Mas o sexto sentido trocou-lhes as voltas e viram-se obrigados a escrever "cortando o mar sereno,/ com vento sempre manso nunca irado", como dizia uma das estâncias do Canto X de Os Lusíadas que serviu de base ao teste. No entanto, nos últimos versos, Camões não duvida de "que vencedor vos façam, não vencido". E os alunos e a professora também não. "Foi um texto que trabalhámos em aula", esclareceu Leonor. Quanto aos alunos, garantiram que intensificaram o estudo nesta altura, levantando-se a meio da manhã e largando apenas os livros à hora de jantar. As noitadas a estudar não são do agrado de nenhum dos quatro, e para Inês e Jorge a "borga" com os amigos também ficou em stand by. Ela explica que, assim, fica "de consciência mais tranquila; ele, que tem "o resto do Verão para aproveitar". Daniel e Nuno dizem que conseguem conjugar tudo.

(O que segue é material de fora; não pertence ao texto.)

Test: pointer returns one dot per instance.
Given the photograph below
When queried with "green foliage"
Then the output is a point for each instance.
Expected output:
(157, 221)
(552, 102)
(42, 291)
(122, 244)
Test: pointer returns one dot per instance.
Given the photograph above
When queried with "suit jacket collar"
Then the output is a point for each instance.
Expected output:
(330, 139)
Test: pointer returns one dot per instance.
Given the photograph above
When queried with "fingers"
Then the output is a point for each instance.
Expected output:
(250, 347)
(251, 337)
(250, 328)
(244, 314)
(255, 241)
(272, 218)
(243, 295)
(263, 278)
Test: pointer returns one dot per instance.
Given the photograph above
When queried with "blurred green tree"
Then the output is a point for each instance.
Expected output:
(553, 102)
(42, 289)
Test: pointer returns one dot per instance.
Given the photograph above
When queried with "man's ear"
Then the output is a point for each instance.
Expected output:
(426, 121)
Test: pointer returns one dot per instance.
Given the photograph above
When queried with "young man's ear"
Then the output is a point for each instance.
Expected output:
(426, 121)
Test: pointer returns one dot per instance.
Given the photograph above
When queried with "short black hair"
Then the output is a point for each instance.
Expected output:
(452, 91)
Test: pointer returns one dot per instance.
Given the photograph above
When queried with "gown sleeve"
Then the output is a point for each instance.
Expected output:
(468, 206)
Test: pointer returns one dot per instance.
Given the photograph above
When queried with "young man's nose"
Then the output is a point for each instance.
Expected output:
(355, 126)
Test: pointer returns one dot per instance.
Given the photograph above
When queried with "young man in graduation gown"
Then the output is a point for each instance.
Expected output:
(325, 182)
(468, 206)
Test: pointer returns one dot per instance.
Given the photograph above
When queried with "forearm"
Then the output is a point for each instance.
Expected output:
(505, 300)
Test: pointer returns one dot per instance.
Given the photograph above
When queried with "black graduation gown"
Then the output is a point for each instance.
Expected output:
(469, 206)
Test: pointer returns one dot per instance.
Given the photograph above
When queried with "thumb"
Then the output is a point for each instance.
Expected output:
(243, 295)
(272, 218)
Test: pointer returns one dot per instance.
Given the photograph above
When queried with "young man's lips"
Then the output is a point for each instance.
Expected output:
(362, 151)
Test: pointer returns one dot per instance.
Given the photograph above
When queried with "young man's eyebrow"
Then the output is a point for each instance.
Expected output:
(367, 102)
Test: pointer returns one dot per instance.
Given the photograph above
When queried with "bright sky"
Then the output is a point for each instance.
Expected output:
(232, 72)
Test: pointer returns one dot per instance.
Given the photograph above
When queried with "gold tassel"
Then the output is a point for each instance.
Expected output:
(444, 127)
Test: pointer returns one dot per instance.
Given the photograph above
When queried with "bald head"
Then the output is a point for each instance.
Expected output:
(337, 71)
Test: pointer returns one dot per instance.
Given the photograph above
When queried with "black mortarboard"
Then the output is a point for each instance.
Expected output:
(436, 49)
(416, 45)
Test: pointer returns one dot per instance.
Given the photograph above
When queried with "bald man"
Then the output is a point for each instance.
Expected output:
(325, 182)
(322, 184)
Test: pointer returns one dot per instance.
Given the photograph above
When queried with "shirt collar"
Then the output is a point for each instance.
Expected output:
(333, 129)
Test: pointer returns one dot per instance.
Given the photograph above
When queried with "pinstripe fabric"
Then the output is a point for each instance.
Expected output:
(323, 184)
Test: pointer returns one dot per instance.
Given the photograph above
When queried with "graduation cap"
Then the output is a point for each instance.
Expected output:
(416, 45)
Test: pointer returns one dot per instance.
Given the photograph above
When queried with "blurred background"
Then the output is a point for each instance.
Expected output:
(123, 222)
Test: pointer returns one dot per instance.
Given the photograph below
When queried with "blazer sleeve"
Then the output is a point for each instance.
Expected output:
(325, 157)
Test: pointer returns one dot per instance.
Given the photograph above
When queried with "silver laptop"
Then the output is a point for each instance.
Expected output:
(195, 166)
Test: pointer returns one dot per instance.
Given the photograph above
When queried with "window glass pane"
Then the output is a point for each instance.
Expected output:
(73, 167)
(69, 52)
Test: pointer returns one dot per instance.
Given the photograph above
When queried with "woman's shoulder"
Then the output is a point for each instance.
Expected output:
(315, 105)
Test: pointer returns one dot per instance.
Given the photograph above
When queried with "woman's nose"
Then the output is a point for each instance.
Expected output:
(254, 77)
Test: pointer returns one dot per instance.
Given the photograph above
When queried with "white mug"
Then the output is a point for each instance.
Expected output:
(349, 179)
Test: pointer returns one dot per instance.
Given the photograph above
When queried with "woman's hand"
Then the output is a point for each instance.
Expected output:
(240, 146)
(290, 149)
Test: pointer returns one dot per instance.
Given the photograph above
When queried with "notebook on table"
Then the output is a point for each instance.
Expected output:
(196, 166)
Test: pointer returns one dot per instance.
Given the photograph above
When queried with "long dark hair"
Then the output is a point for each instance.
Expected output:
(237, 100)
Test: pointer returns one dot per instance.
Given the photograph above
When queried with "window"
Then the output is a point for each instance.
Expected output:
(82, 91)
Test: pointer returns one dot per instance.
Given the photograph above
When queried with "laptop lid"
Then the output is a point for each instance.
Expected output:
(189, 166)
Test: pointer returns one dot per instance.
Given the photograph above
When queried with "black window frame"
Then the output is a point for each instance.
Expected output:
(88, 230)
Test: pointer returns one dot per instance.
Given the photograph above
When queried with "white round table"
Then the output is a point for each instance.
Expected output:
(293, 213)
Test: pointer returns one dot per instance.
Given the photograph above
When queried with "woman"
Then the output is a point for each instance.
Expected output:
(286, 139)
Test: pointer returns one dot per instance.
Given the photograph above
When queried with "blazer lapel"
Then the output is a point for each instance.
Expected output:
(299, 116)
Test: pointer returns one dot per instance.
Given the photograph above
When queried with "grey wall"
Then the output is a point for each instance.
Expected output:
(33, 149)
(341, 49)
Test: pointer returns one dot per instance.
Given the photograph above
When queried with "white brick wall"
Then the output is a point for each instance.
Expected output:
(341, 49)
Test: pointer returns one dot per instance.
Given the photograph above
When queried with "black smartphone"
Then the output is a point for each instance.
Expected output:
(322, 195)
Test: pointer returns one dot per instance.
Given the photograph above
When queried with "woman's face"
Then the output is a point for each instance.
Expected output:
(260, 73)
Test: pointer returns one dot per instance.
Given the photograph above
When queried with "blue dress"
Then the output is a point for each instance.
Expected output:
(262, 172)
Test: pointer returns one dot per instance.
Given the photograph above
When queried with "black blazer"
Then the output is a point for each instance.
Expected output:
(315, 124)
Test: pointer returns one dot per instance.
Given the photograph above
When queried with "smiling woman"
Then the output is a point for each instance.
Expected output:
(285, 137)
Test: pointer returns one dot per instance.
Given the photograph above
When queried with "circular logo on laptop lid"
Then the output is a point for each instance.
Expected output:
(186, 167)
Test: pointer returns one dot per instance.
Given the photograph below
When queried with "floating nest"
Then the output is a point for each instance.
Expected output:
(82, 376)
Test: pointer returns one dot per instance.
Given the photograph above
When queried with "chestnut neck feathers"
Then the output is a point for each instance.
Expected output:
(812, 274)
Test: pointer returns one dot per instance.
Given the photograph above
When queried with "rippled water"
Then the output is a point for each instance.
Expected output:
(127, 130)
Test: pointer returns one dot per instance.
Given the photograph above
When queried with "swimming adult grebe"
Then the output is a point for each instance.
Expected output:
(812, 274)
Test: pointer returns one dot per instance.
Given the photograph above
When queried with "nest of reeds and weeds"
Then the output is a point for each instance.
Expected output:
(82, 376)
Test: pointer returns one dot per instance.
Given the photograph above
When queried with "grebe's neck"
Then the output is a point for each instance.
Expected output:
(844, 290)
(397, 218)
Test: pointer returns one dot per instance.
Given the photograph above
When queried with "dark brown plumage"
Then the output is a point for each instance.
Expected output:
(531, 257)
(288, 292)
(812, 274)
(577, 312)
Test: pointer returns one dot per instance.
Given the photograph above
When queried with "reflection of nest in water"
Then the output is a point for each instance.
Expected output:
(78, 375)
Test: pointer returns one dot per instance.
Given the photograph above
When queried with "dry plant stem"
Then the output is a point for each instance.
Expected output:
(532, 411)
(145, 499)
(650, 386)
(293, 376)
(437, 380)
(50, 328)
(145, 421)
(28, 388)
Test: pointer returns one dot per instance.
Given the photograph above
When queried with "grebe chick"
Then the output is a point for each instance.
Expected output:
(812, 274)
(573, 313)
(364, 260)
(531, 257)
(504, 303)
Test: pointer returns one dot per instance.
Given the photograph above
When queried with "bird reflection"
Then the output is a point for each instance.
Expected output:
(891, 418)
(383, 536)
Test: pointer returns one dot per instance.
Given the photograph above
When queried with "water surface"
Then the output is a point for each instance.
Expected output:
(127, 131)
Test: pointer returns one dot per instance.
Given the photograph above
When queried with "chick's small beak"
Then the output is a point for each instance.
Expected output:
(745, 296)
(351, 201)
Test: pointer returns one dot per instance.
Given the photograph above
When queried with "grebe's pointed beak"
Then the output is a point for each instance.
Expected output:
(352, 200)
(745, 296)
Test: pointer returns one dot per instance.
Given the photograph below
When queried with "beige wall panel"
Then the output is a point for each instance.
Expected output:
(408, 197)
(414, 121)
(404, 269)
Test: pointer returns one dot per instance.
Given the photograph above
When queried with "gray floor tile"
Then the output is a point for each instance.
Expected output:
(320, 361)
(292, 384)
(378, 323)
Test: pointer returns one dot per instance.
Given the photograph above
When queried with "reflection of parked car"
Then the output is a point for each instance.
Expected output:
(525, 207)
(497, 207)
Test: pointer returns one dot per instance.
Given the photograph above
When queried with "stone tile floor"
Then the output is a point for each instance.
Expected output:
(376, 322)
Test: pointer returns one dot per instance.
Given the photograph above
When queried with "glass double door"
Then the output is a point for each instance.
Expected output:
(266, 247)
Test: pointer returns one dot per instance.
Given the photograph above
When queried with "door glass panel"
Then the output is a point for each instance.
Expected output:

Sobre a prova "ideal ou fatal", Pessoa, na vertente ortónimo, era o principal "inimigo" do grupo. "Prefiro texto em prosa porque a poesia é mais subjectiva. Seria a minha morte se saísse ortónimo. A minha e a de toda a gente. E Camões também não usa o lado natural das palavras", disse na véspera Inês, de 17 anos, que antes do exame ficou com média final interna de 16 a Português e que em breve espera ser caloira de Engenharia Informática. Uma vontade que só foi feita em parte. A recompensa veio no grupo sobre o Memorial do Convento, de José Saramago, que era do agrado de todos. Ainda assim Jorge, de 18 anos, com média final de 12 e também candidato a Engenharia Informática, assegurou que a obra de Sttau Monteiro "Felizmente Há Luar é que seria um bolo".
Olhos na Matemática
A prova começou às 14h00 e durou duas horas mais 30 minutos de tolerância. O primeiro a abandonar o barco foi Nuno, de 18 anos, média de 14 à disciplina e futuro engenheiro electrotécnico. Saiu pouco depois das 16h00 com um mar de miúdos cujos olhos e caras vermelhuscas denunciavam o estado de espírito e o calor do dia. Uns sorriam, outros suspiravam e maldiziam tudo. Alguns corriam para os professores para ver as respostas certas. Para Nuno a prova era "acessível" e estava "dentro do género" que fazem ao longo do ano. "A s"tora faz sempre provas com formato de exame e tínhamos trabalhado este excerto."
O segundo a sair foi Daniel, de 17 anos, aluno com média de 16 a Português e candidato a Engenharia Aeroespacial através da Força Aérea - o que faz com que tenha de conjugar o estudo com longas horas no ginásio, para onde foi descomprimir depois do exame. "O mais confuso foram as perguntas de escolha múltipla em que há várias respostas que parecem acertadas." Uma opinião corroborada por Jorge, o terceiro, e por Inês, que desde logo avisou que seria a última a sair.
Agora é hora de pôr um ponto final em Português e fazer as contas à prova de Matemática que se realiza na segunda-feira e que é a disciplina específica destes jovens. Ainda assim, não resistem a acompanhar o Mundial da África do Sul. Uma confidência: na véspera do exame não resistiram a dar uma espreitadela (atenta) ao jogo de Portugal com a Costa do Marfim.